ZB: We usually do not make films with a conscious effort to have any consistent theme or style. Instead, we try to destroy people’s expectations. It could be because we dislike being ‘labelled’ into a certain category? Which is why we keep switching mediums and trying out new things. We believe in pushing boundaries and constantly reinventing ourselves. Maybe that’s why we subconsciously have our characters in the midst of some ‘transformation’?
As for our films’ mysterious endings, to be honest, we did not set out to make films with ‘no proper endings’. Personally, we felt the film ended in a very natural way. We remember when we first screened Contained in Singapore International Film Festival, we could sense that the audience was unsure if the film had ended or not.
CU: Any upcoming projects that you are currently working on?
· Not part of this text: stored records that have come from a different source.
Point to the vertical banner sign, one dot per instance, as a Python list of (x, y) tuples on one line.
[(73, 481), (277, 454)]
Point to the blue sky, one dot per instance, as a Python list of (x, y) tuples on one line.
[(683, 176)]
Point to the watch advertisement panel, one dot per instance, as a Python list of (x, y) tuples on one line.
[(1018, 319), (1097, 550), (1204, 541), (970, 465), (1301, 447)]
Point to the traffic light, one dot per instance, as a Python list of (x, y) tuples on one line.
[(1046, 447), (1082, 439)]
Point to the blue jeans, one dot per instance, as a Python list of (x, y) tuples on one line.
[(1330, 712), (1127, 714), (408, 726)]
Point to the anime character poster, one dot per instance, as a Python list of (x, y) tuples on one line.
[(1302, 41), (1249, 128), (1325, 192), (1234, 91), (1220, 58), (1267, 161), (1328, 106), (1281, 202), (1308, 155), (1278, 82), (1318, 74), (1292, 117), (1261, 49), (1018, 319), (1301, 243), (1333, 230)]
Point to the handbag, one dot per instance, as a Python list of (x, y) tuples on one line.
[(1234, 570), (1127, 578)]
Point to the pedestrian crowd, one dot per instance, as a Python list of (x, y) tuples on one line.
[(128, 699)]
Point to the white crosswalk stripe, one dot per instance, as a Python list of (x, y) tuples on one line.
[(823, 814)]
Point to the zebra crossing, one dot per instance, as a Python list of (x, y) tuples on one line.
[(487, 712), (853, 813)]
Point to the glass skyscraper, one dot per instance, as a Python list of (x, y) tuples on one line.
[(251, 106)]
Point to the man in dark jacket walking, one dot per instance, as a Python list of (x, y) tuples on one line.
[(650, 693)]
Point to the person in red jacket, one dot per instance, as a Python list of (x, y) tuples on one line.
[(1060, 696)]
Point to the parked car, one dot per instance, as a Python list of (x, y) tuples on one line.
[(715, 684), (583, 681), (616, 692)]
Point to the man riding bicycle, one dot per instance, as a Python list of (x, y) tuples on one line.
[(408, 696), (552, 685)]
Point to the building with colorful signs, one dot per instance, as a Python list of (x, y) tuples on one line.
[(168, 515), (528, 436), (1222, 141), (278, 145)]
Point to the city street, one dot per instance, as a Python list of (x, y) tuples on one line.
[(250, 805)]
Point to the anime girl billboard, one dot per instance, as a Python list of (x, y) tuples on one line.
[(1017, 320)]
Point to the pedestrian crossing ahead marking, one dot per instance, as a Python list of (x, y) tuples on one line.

ZB: We have a few things going on. Some are at ideation stage, some are short animation workshops for students. At the moment, we are trying to bring ‘Voices for the Myths’, a series of stop-motion animation done by students, to different public libraries. We are also creating some very short animation for Wesley Leon Aroozoo ‘s live-action documentary.
CU: Lastly, what are your hopes and dream for the future of Singapore animation?
In Singapore, we see more and more animators creating films that either aim to mimic big animation studios or recreate animation styles that has already been done before. These works tend to have a highly-polished look but no much originality. The way their stories are told also follow a conventional and safe approach as well. We are guessing that Singaporeans growing up in a pragmatic society could be a factor. Being once young ourselves, we too wanted to create animation that can help secure a job employment. However, moving forward, what Singapore animation really needs are better storytellers and creators.
Which is why what we really hope is to see more animators in Singapore who can ‘step out’ and explore the possibilities of animation. Singaporean animators need to understand that every animated piece is a chance to have his/her own voice. Animation is a malleable medium that gives the artist a chance to control the look and feel of a film. It is a young medium and there are still many ways one can use animation to tell stories. We are already seeing quite a few animators exploring and doing different kinds of animation. We hope there will be more to come!
CU: Thank you for your time! We wish you the best in all your future endeavors, creative or otherwise!
The Tigers of 142B
Harry Zhuang, Henry Zhuang
Singapore / 2015 / 11′ 10”
A young unemployed man finds himself having difficulty in communicating with his girlfriend. As he struggles to cope with his fragile state of mind, a series of mysterious killings unsettles the residents of Block 142B. Some claimed to have seen a tiger roaming at the estate. Adapted from Dave Chua’s short story ‘The Tiger of 142B’ from the book ‘The Beating and Other Stories’.
Harry Zhuang, Henry Zhuang
A flower, a man and an island. A man sets up his containment in an isolated island with his beloved flower.